With that knowledge in mind and writing the regex onto multiple lines and ignoring any whitespaces inbetween it then comes to:

^0(
   [67][0-9]{8}
  |
   8[1-4][0-9]{7}
  )$

I also removed the optional whitespaces after your phone number: you nowhere explained that you wanted such a thing, nor was it in your list. It makes no sense either to allow spaces only after the phone number but not in front. So the * part is not for fun either.

I also strongly discourage from using regex on phone numbers: people tend to input phone numbers not without spaces or hyphens inbetween. Have a look at all the existing Qs.

CodePudding user response:

The problem with your regexp are the two alternatives (0)?([6-7])[0-9]{8} and ([8])[1-4][0-9]{7}. You have the leading zero inside the first one, so a number like 0811234567, which needs to match the second one, won't ever match.

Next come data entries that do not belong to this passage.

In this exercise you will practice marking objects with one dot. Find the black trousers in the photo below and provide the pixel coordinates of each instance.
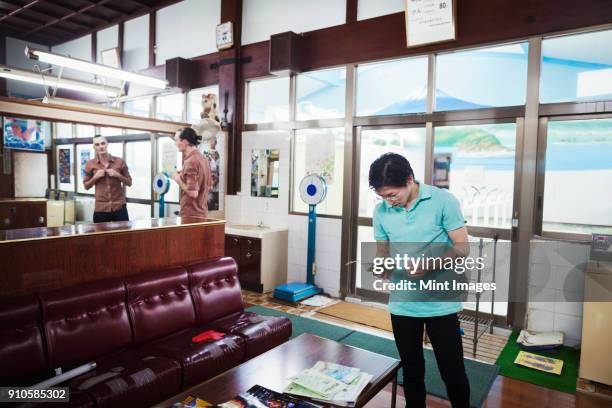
(119, 215)
(445, 338)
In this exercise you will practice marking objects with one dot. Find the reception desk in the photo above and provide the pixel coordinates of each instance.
(40, 259)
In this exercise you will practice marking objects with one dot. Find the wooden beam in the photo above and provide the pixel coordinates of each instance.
(67, 16)
(231, 94)
(120, 40)
(19, 10)
(152, 34)
(94, 47)
(61, 113)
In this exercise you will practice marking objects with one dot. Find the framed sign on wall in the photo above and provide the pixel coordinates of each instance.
(430, 21)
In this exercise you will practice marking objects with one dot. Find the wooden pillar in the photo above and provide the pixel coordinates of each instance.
(152, 35)
(231, 92)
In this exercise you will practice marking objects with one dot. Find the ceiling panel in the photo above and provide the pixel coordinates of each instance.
(53, 22)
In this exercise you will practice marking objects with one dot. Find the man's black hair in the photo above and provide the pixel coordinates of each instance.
(190, 135)
(390, 170)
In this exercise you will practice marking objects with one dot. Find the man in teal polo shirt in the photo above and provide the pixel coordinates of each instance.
(415, 215)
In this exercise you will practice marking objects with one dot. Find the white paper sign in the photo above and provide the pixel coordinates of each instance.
(429, 21)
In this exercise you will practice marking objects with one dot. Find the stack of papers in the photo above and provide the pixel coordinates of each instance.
(329, 382)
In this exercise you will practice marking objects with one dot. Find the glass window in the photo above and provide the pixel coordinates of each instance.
(138, 107)
(170, 159)
(170, 107)
(477, 165)
(85, 131)
(105, 131)
(194, 102)
(576, 67)
(578, 154)
(321, 94)
(268, 100)
(319, 151)
(392, 87)
(138, 160)
(482, 78)
(138, 211)
(63, 130)
(65, 167)
(115, 149)
(409, 142)
(85, 152)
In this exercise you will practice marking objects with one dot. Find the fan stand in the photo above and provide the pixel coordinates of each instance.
(161, 185)
(315, 188)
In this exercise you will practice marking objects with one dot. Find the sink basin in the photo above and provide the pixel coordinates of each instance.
(251, 227)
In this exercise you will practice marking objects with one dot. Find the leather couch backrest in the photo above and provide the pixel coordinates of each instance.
(85, 322)
(159, 303)
(215, 289)
(22, 355)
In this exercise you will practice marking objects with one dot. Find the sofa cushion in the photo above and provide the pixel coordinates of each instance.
(130, 379)
(203, 360)
(215, 289)
(85, 322)
(261, 333)
(159, 303)
(21, 344)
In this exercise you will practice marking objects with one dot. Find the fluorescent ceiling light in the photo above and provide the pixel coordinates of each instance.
(79, 104)
(62, 83)
(93, 68)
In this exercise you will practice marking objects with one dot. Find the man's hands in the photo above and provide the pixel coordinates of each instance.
(113, 173)
(99, 174)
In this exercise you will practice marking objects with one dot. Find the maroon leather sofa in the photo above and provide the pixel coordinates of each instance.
(138, 330)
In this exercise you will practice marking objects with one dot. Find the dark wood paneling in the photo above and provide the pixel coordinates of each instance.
(351, 11)
(204, 74)
(44, 264)
(22, 214)
(230, 92)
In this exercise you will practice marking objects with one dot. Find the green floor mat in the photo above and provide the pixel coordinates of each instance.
(303, 325)
(480, 375)
(565, 382)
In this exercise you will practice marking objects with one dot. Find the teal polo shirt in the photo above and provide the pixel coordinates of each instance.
(435, 212)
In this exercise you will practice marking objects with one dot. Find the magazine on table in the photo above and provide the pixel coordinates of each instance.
(255, 397)
(329, 382)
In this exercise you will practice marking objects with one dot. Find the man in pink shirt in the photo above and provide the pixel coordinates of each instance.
(110, 175)
(194, 180)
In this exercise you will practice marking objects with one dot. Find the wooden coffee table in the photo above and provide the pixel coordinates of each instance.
(273, 369)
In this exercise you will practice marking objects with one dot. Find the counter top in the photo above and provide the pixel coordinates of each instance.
(251, 231)
(28, 234)
(22, 200)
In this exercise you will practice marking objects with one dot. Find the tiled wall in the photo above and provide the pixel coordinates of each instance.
(556, 287)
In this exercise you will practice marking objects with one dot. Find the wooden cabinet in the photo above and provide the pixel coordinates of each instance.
(246, 251)
(262, 262)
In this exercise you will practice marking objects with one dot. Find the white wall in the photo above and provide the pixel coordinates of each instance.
(556, 287)
(136, 43)
(375, 8)
(79, 48)
(15, 57)
(187, 29)
(275, 212)
(262, 18)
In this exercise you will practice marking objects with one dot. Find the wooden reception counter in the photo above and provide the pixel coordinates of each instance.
(39, 259)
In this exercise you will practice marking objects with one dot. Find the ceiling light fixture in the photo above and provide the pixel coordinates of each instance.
(93, 68)
(62, 83)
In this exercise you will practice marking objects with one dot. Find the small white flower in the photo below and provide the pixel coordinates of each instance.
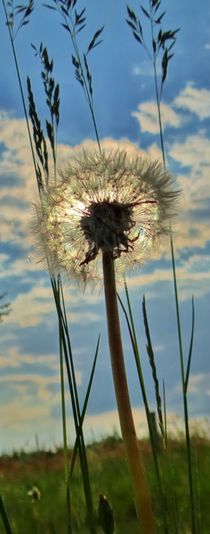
(103, 202)
(34, 493)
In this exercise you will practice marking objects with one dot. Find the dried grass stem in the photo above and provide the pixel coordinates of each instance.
(140, 487)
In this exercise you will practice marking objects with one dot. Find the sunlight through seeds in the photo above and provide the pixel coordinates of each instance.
(103, 202)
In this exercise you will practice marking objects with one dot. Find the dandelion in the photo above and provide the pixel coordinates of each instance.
(104, 203)
(111, 206)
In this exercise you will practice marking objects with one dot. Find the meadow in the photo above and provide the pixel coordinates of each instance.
(109, 476)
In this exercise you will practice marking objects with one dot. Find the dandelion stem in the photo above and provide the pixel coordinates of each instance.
(140, 487)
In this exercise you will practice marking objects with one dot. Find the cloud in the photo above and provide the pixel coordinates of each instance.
(194, 100)
(199, 383)
(147, 117)
(36, 307)
(15, 359)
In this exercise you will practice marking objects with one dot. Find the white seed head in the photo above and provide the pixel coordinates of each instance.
(103, 201)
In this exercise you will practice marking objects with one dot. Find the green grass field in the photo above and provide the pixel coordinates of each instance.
(109, 476)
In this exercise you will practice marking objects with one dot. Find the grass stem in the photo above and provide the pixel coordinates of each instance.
(141, 490)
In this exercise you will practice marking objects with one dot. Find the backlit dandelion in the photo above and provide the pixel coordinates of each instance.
(108, 205)
(104, 202)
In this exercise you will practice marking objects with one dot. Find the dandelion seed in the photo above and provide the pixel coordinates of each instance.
(108, 205)
(104, 202)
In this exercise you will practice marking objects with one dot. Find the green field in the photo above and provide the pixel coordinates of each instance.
(109, 476)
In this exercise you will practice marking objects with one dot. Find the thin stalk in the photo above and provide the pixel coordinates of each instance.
(85, 86)
(21, 88)
(185, 405)
(132, 333)
(65, 443)
(75, 403)
(140, 487)
(4, 516)
(184, 393)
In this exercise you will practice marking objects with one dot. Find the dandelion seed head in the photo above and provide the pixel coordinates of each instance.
(103, 202)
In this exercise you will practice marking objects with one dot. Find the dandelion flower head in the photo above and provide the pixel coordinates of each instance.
(103, 202)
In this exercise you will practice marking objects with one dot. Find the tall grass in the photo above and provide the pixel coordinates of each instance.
(160, 53)
(43, 144)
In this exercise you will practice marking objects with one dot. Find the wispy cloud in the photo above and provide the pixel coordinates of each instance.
(148, 118)
(194, 100)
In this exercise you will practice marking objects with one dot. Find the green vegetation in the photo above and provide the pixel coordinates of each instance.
(109, 476)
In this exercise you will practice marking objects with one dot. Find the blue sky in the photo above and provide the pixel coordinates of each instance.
(127, 117)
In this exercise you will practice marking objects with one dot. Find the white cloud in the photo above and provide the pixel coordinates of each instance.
(147, 117)
(194, 100)
(199, 383)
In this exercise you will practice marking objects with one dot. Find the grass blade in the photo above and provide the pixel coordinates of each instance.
(4, 517)
(73, 458)
(150, 353)
(191, 347)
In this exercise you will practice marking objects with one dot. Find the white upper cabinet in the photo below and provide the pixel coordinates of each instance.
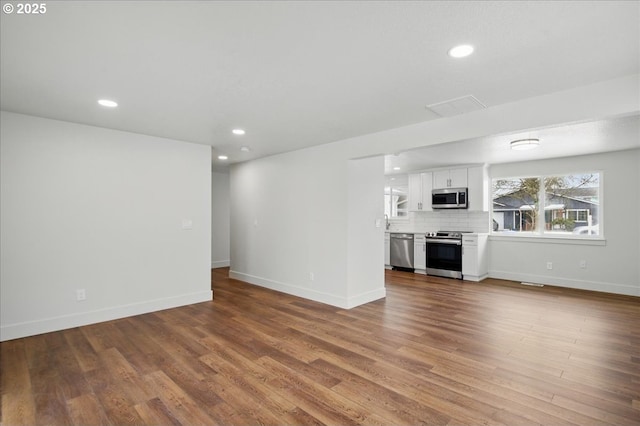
(478, 192)
(453, 178)
(420, 192)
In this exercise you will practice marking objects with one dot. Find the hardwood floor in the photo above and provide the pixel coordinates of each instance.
(435, 351)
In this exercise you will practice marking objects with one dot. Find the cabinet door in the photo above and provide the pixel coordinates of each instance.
(478, 184)
(427, 186)
(419, 255)
(470, 260)
(415, 192)
(458, 178)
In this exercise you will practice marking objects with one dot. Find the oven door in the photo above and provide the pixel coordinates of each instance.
(444, 258)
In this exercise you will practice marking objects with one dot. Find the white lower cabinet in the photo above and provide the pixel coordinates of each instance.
(419, 254)
(474, 257)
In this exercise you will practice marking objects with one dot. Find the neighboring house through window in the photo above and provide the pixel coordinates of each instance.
(547, 205)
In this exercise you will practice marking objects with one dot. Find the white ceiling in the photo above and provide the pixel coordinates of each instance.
(612, 134)
(297, 74)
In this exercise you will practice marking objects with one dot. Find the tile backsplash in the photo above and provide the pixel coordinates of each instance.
(444, 220)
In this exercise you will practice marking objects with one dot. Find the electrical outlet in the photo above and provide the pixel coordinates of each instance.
(81, 294)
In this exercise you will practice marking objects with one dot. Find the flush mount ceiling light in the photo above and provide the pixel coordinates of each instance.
(461, 51)
(525, 144)
(108, 103)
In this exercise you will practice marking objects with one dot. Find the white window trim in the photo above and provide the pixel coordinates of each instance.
(540, 236)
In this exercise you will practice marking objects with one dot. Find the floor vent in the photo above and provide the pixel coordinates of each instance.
(532, 284)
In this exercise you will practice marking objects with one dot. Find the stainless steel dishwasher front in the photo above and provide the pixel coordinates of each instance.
(402, 250)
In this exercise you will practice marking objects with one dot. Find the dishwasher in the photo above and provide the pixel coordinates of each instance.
(401, 251)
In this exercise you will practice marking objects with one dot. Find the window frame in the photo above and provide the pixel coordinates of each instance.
(540, 234)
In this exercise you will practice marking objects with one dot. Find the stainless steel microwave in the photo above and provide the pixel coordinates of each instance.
(449, 198)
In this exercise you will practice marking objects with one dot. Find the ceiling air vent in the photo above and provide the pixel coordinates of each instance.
(456, 106)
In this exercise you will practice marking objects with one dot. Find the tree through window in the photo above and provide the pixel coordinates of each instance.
(564, 204)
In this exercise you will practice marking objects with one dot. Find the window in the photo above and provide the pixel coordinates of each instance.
(563, 205)
(396, 202)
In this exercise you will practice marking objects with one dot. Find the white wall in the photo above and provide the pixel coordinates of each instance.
(220, 223)
(365, 230)
(101, 210)
(612, 266)
(290, 230)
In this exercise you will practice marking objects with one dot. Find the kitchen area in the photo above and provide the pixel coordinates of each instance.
(437, 222)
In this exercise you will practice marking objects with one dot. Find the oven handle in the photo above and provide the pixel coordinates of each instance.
(453, 242)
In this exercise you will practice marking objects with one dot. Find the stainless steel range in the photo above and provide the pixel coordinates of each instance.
(444, 254)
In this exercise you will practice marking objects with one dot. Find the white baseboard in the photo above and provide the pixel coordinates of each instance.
(605, 287)
(311, 294)
(32, 328)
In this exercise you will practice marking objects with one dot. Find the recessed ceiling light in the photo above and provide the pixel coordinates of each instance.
(108, 103)
(524, 144)
(461, 51)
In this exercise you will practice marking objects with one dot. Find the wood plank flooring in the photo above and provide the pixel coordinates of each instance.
(435, 351)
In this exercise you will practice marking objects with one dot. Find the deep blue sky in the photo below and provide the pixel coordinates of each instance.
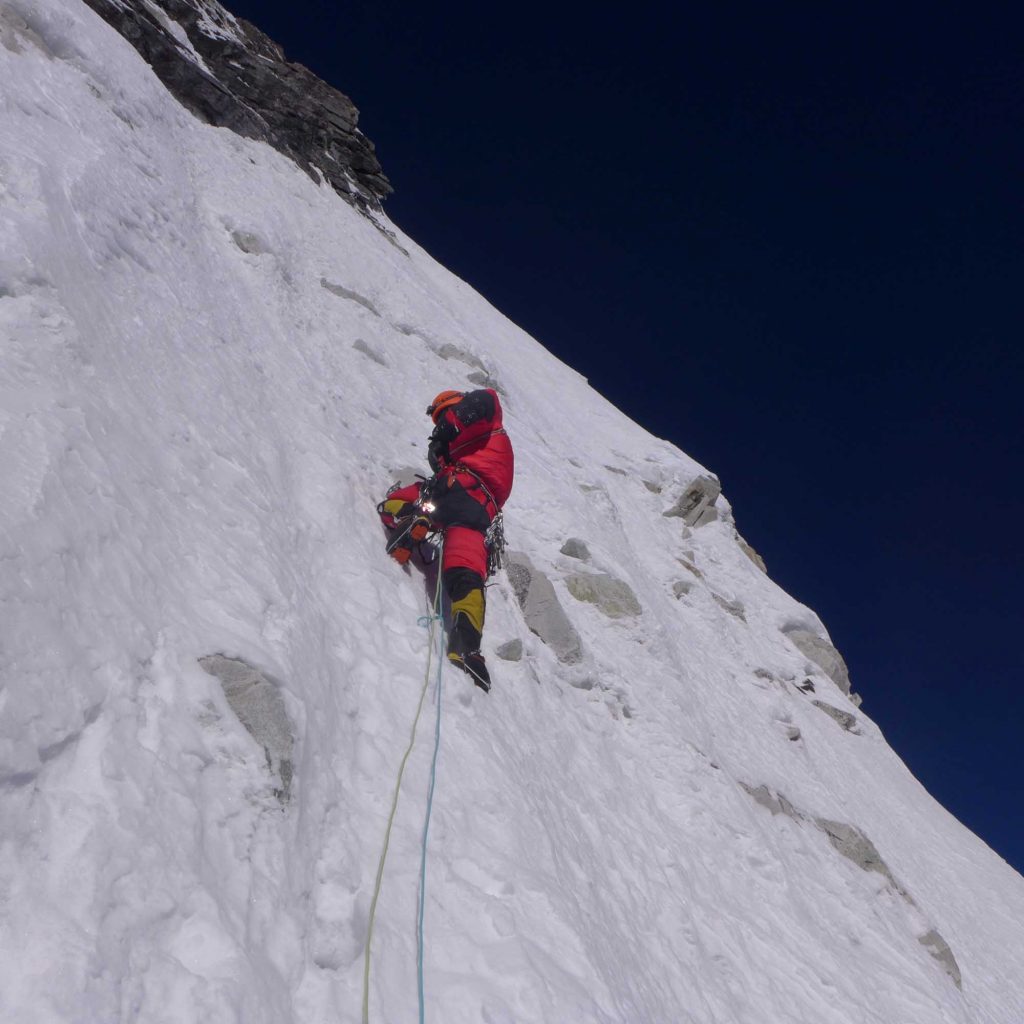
(790, 242)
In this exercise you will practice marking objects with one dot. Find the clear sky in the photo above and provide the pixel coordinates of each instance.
(791, 242)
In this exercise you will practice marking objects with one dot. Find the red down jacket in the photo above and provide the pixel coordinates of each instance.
(470, 434)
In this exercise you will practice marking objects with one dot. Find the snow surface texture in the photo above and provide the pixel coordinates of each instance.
(211, 370)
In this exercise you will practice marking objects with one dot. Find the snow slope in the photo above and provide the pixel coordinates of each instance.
(211, 370)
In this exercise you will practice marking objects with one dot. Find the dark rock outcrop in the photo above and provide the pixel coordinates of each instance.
(229, 74)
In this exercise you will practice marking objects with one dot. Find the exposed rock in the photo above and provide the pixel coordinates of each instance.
(613, 597)
(576, 548)
(696, 505)
(690, 567)
(249, 243)
(822, 653)
(774, 802)
(541, 609)
(347, 293)
(855, 846)
(482, 379)
(940, 950)
(360, 346)
(450, 351)
(229, 74)
(511, 650)
(752, 554)
(733, 607)
(260, 709)
(845, 719)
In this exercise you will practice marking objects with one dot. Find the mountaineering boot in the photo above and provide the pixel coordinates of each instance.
(473, 665)
(467, 627)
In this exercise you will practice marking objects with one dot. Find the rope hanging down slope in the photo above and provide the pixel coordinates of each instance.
(430, 622)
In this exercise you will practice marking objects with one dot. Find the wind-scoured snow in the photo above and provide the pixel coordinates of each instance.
(211, 371)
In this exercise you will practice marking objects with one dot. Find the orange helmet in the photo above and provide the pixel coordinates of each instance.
(444, 400)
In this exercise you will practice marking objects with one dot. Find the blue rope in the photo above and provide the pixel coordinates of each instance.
(426, 825)
(430, 623)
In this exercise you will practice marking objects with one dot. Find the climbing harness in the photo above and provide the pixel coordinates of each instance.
(494, 539)
(429, 622)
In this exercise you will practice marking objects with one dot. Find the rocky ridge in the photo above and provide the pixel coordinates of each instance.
(229, 74)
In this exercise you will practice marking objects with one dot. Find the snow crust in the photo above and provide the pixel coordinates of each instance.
(211, 370)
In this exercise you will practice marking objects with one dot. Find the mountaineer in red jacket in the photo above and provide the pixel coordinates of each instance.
(473, 464)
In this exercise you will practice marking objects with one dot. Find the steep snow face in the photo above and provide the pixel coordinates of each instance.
(211, 370)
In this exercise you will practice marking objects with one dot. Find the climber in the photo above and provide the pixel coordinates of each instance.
(472, 461)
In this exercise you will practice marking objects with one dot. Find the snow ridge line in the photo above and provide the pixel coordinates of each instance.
(431, 622)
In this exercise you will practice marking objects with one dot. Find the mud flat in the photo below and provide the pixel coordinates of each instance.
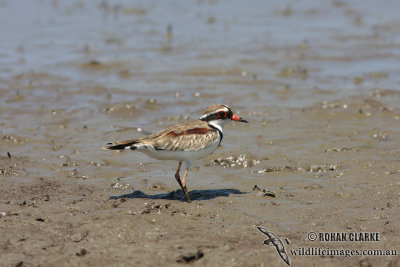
(320, 154)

If you move the zero from the first alternative to the outside, it starts to work as you intended:

^0(([6-7])[0-9]{8}|(8)[1-4][0-9]{7}) *$

See for yourself on regex101...

Further comments on the original regexp:

  • the ? after the zero actually makes it optional, that's why I removed it.
  • you have some suspicious capturing groups (([6-7]) and ([8])), do you really need those?
  • more cleanup as motivated by @AmigoJack: character class [8] without effect -> 8.